Working at a newspaper is the perfect example of this. By working together everyday to put out a newspaper, journalists can communicate and integrate creative differences into a final product well.
This is what seems to be missing from most group projects in college: communication.
This semester, a huge chunk of my grades in my classes were based on group work.
I’ve been fortunate enough to work with some amazing students who understand the importance of communicating and compromising creative differences to make a great piece of work, one that not only impresses our professor, but that we’re proud of too.
Unfortunately, not all of my group work experiences have been like this in my two years at UCCS.
Students who are required to work in groups for their classes need to be better at communicating, collaborating and creating as a team.
Regardless of your major, you can’t avoid these projects.
Before switching to English, I had to write two group lab reports for my biology classes as a biochemistry major.
And the group work won’t go away after college; like your major, you’ll probably work in groups at various points in your career, if not everyday.
In a column by Maria Pickl, a master’s student at the University of Michigan, Pickl discussed how she’s worked with every type of person each semester that she’s been in college.
“I have worked with a micromanager. A slacker. A person who just doesn’t get it. They’re out there, and you will inevitably have to work for or with someone who exhibits these characteristics,” she said.
And she’s right.
While you can’t get along with everyone that you work with, you can at least try to communicate and compromise.
Your final project will be better this way, and no one will get slammed during the ever-dreadful peer evaluations.
While most of us dread the thought of a group project in our classes, we need to think about the long-term benefits of working together.

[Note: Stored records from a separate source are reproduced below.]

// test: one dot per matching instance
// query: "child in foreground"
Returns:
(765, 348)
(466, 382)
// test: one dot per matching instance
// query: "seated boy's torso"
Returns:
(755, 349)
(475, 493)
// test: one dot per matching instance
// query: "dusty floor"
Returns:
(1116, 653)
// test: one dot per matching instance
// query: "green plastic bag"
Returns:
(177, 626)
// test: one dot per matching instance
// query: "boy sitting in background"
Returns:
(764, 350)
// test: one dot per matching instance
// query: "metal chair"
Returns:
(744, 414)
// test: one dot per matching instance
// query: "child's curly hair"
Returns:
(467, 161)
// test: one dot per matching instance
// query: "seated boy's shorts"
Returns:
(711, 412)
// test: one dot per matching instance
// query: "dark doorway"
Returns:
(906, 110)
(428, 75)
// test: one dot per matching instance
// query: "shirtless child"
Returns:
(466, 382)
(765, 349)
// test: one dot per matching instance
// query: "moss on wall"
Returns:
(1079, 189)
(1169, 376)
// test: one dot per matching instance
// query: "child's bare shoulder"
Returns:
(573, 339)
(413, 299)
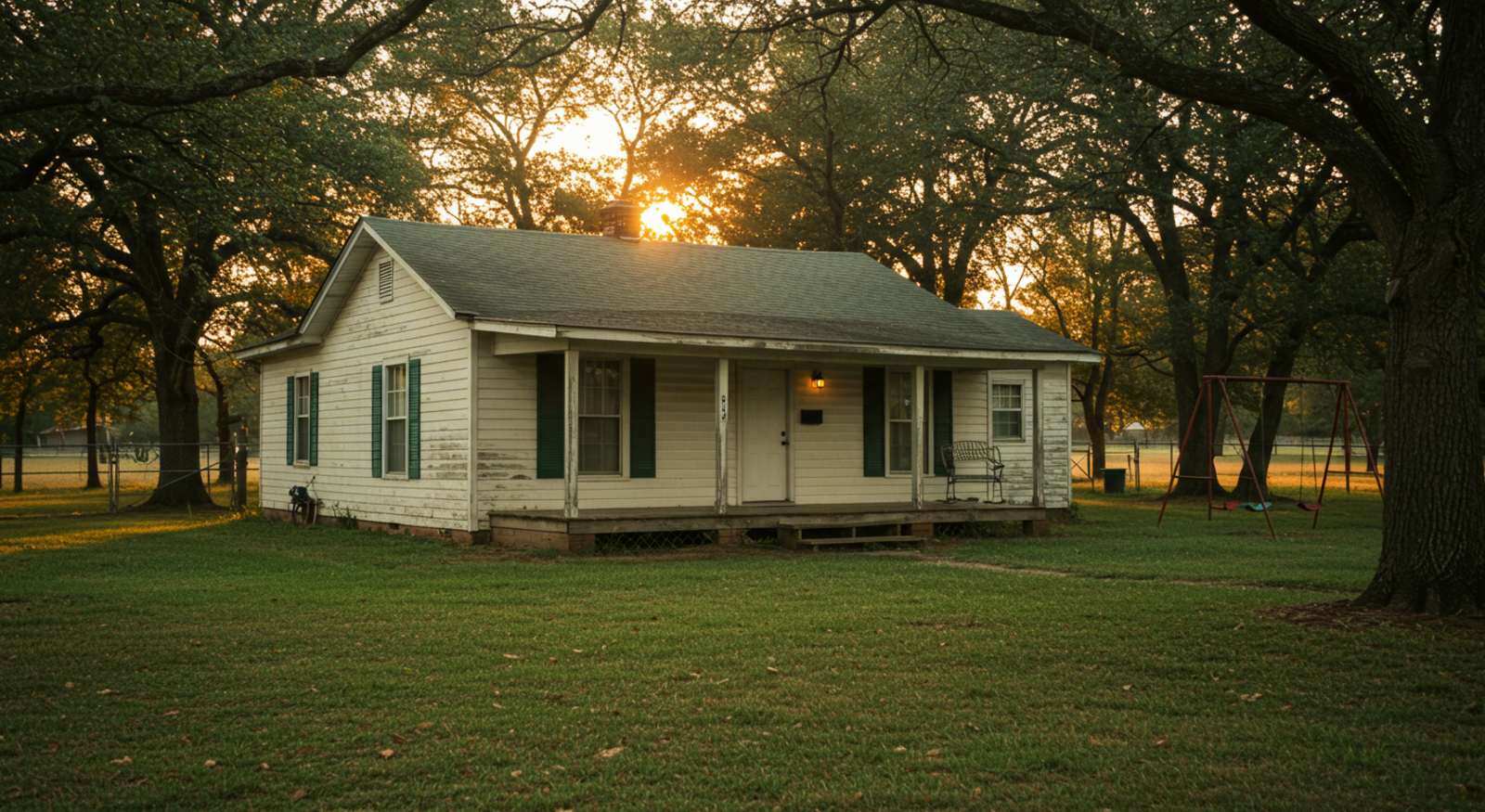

According to Carnegie Mellon University, who cite a 2006 study conducted by the National Survey of Student Engagement, positive group experiences make for better learning, retention and collegiate success.
The benefits include time management, breaking tasks down into steps, giving feedback, sharing diverse perspectives and pooling knowledge, among others.
For instructors, according to CMU, groups of students can work on more complex problems that they couldn’t as individuals.
Isn’t applying what we learn in the classroom in a real-world setting much better than busy work from the textbook?
The benefits are far-reaching, but these benefits don’t happen unless we communicate. We can only get to know what each others’ differences are by talking about it first. Then, finding the right solution will come.
You’ll work with different types of people throughout your college career, and you’ll work with the same type of people once again throughout your career after you graduate.
If you’re working in a bad group this semester, try taking on a leadership role. Reframe your perspective; sometimes your original idea might be not the best for everyone. But that’s when you combine your ideas together to make the best assignment possible.
The semester is drawing to a close, so communicate now with your group, and go get that A.